Se introducen mecanismos que flexibilizan su formación y facilitan a las empresas la posibilidad de negociarlos, sin renunciar al carácter centralizado de la fijación de política de precios. Así, la comercialización mayorista del mercado interno en divisas se efectúa a precios que generalmente se determinan por ls empresas de acuerdo al mercado.
En estas condiciones, surge complementariamente un nuevo sistema de relaciones financieras mediante el cual se establecen las acciones del Estado cubano en calidad de propietario, definiéndose el procedimiento para el aporte por el rendimiento de la inversión estatal por parte de las entidades estatales, como parte de la distribución de utilidades resultantes una vez cumplidas las obligaciones fiscales.
Este sistema concibe una vinculación más directa de la empresa con los resultados de su gestión económica, al otorgar autonomía en materia de gestión financiera; propicia la capacidad e iniciativa de las administraciones y fortalece la responsabilidad de éstas por la eficiencia de su actividad.
En este sentido, el sistema permite la creación de reservas y provisiones a partir de la utilidad bruta obtenida, para cubrir eventuales pérdidas futuras y otras contingencias, así como provisiones de gastos de carácter voluntario para reparaciones generales.
Por otra parte, permite destinar parcialmente la utilidad retenida a financiar inversiones, independientemente que para ello se reconoce el empleo de otras fuentes de financiamiento, tales como recursos descentralizados provenientes de la depreciación acumulada y la venta de activos fijos ociosos, o el crédito bancario. De esta manera, las entidades rentables se desvinculan progresivamente del Presupuesto en cuanto al financiamiento para inversiones, incremento del capital de trabajo, estimulación de los trabajadores y otros planes de desarrollo.
LA SUPERINTENDENCIA DE SEGUROS
La Superintendencia de Seguros de Cuba fue creada por el Decreto-Ley No. 177, Sobre el Ordenamiento del Seguro y sus Entidades, de fecha 2 de septiembre de 1997. Está adscripta al Ministerio de Finanzas y Precios y es la encargada de ejecutar las funciones de control y fiscalización de las entidades dedicadas a la actividad aseguradora, reaseguradora, de servicios auxiliares del seguro y de corretaje y agencia de seguros, con una misión tutelar en favor de los asegurados.

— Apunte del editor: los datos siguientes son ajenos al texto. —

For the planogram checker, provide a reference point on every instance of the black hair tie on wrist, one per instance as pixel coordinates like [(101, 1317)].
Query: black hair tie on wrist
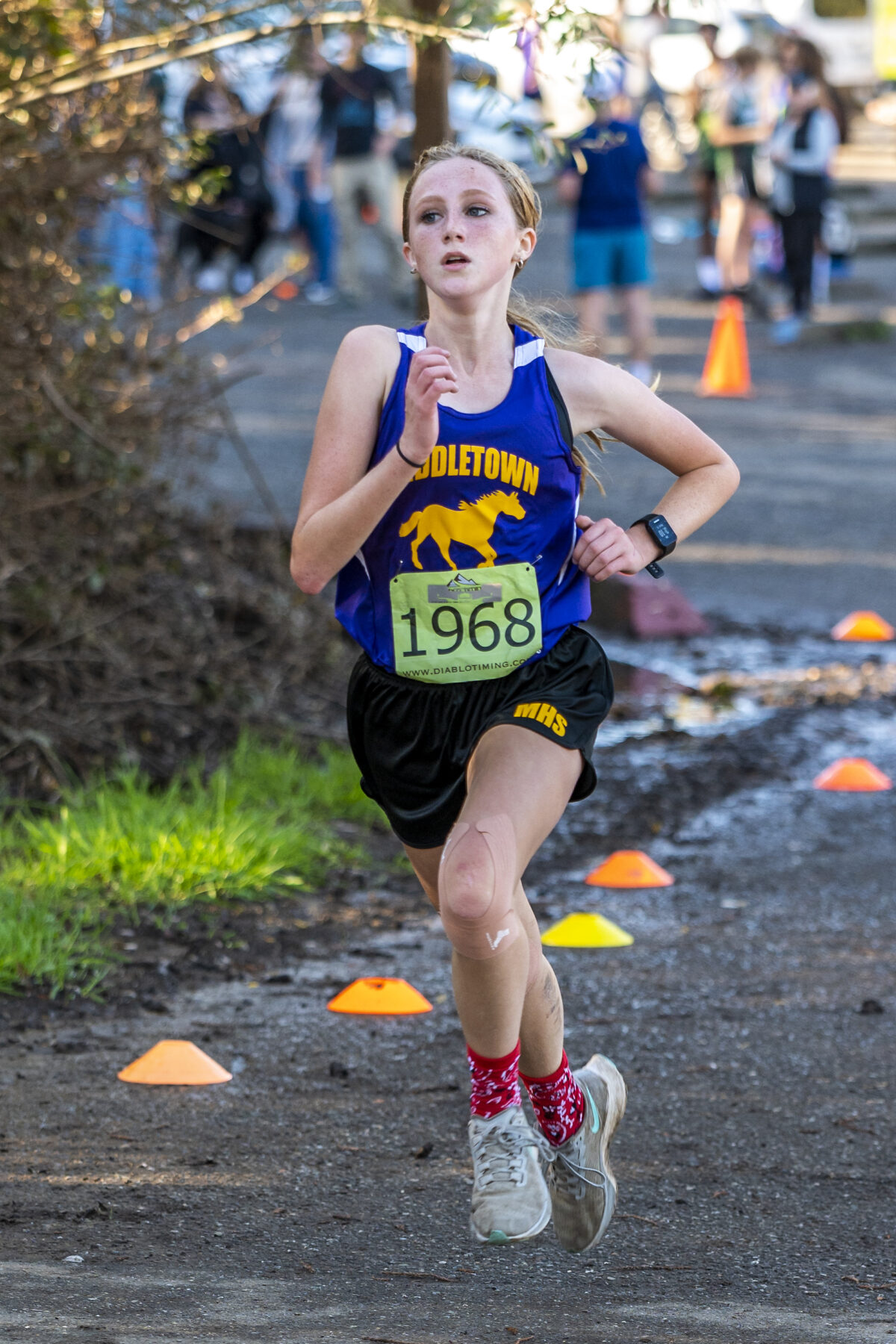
[(408, 460)]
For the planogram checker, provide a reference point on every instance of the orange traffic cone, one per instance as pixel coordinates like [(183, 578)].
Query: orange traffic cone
[(853, 774), (287, 289), (379, 996), (727, 369), (175, 1062), (629, 868), (865, 626)]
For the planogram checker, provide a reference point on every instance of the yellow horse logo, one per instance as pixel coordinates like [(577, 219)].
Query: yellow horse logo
[(472, 524)]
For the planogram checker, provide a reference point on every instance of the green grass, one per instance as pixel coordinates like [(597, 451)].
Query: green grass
[(257, 827)]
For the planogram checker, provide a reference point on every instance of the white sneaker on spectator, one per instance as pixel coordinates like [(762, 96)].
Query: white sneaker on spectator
[(317, 293), (511, 1198), (709, 276), (242, 280), (641, 370)]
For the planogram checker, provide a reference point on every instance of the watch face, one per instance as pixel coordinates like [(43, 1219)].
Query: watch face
[(662, 531)]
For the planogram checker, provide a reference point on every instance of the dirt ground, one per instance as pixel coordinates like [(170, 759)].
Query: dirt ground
[(323, 1195)]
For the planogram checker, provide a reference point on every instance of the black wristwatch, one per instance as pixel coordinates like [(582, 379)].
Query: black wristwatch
[(662, 535)]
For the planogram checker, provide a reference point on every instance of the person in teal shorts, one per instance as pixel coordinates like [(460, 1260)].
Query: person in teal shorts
[(606, 176)]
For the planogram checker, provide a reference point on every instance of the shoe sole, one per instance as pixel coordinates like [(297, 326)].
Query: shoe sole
[(499, 1238), (617, 1095)]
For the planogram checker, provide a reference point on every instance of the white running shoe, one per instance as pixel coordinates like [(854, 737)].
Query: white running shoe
[(211, 280), (511, 1198), (323, 295), (583, 1189)]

Su competencia no se limita a las entidades que operan en el territorio nacional, sino que controla también aquellas cubanas o con intereses cubanos que realicen actividades de seguro en el extranjero.
Actualmente operan en el mercado asegurador tres compañías nacionales de seguro directos, Seguros Internacionales de Cuba S.A. (ESICUBA), la Empresa de Seguros Nacionales (ESEN) y la Aseguradora del Turismo, La Isla S.A. Además operan varias entidades relacionadas con el seguro tales como Intermar S.A., agencia internacional de inspección, ajuste de averías y otros; Asistur, asistencia al turismo; Rado y Asociados, consultores y abogados; Conavana S.A. consultores de avalúos.
Están representadas en Cuba, filiales de compañías extranjeras de seguros de vida en fase de liquidación de contratos firmados hasta el año 1962, así como oficinas de Lloyd's Register of Shipping y el Bureau Veritas. También existe un Centro de Estudios Contables, Financieros y del Seguro.